Mechanised ma-del fishing : CEJ files writ case in CA

19 Feb 2026

 

The Centre for Environmental Justice (CEJ) has filed a writ petition in the Court of Appeal (CA) against the use of tractors equipped with mechanical winches used for hauling ma-del nets based fishing (beach seine). 

The organisation has sought writs of mandamus and certiorari against the respondents, namely, the Fisheries, Aquatic and Ocean Resources Ministry, the Fisheries and Aquatic Resources Department, the Coastal Conservation and Coastal Resource Management Department, the Wildlife Conservation Department, the Central Environmental Authority (CEA), the Police, the National Aquatic Resources Research and Development Agency (NARA), and the Attorney General for alleged inaction, the failure to act, and the abdication of statutory duties. 

The petitioners state that ma-del fishing constitutes one of the oldest, historically significant, and culturally embedded traditional fishing methods practised. "Ma-del fishing has been carried out as a regulated, seasonal, and labour-intensive activity, fundamentally reliant on coordinated human effort rather than mechanical force, and intrinsically linked to coastal rhythms, ecological limits, and communal participation. Traditionally, ma-del fishing involved the casting of a net from a manually operated canoe, setting the net in a semicircular formation close to the shore, and hauling the net ashore solely by human labour. 

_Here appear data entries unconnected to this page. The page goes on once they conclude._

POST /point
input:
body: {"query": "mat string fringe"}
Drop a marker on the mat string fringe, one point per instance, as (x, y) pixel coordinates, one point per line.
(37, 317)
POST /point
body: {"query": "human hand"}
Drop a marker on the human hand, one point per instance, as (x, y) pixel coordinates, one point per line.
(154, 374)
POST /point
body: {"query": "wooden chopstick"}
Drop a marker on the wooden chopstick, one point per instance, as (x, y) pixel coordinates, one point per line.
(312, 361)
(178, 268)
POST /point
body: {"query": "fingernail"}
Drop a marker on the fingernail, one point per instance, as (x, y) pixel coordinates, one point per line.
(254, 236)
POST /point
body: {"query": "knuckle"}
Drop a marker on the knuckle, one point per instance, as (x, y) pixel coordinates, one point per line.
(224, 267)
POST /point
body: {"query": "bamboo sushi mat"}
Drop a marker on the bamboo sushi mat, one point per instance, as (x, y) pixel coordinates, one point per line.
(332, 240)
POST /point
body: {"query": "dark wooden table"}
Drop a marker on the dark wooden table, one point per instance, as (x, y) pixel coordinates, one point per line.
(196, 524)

The introduction of tractors and mechanical winches has fundamentally transformed the traditional ma-del fishing practice. Mechanised hauling allows operators to deploy nets repeatedly throughout the day, significantly increasing the frequency and intensity of fishing operations. This heightened extraction capacity leads to overfishing, disrupts the natural replenishment of near-shore fish stocks, and undermines the sustainability of what was historically a seasonal, labour-intensive, and ecologically balanced fishing method. 

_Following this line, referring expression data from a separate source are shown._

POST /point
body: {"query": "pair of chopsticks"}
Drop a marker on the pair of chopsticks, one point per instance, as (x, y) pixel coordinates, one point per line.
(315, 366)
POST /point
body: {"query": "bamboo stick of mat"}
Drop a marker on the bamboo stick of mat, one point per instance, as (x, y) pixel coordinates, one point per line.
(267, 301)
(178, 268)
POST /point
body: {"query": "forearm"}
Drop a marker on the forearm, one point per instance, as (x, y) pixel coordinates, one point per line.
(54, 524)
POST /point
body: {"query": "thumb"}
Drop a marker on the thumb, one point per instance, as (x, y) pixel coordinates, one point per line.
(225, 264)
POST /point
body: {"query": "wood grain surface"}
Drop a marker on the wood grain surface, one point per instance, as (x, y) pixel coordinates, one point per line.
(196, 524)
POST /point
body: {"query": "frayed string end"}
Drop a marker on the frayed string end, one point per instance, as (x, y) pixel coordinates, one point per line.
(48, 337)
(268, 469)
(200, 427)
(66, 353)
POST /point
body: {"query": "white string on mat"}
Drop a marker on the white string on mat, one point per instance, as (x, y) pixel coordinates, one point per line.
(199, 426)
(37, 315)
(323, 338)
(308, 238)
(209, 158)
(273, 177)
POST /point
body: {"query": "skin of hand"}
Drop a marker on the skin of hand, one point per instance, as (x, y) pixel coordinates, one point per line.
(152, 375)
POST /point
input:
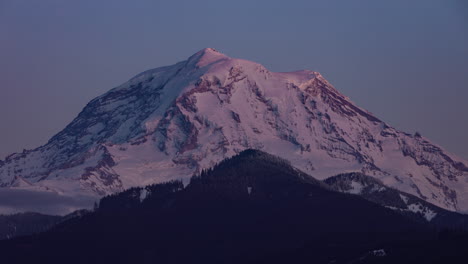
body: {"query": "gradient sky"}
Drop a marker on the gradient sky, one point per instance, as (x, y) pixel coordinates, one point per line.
(405, 61)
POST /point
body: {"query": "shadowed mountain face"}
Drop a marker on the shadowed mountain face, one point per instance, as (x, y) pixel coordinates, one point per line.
(170, 122)
(409, 205)
(252, 208)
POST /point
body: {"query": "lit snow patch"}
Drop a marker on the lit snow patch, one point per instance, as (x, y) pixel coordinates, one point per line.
(404, 198)
(356, 188)
(419, 208)
(379, 253)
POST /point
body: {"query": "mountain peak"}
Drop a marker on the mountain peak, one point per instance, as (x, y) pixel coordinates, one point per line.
(207, 56)
(170, 122)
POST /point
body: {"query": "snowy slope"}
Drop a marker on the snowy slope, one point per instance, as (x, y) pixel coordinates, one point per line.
(170, 122)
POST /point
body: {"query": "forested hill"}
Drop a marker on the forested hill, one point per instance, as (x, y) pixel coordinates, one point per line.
(252, 208)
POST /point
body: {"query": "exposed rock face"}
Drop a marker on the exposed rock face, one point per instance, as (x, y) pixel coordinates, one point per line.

Mechanisation also enables nets to be set at greater distances from the shore and across substantially larger sea areas, thereby sweeping a wider ecological zone and capturing a greater diversity of species, including juvenile fish and non-target organisms, causing significant harm to the marine ecosystem. This expansion in speed, scale, and reach allows mechanised operators to outcompete traditional fishers, undermining customary fishing practices and livelihoods, and has fuelled growing tension, economic inequality, and social conflict within coastal communities," the petition reads.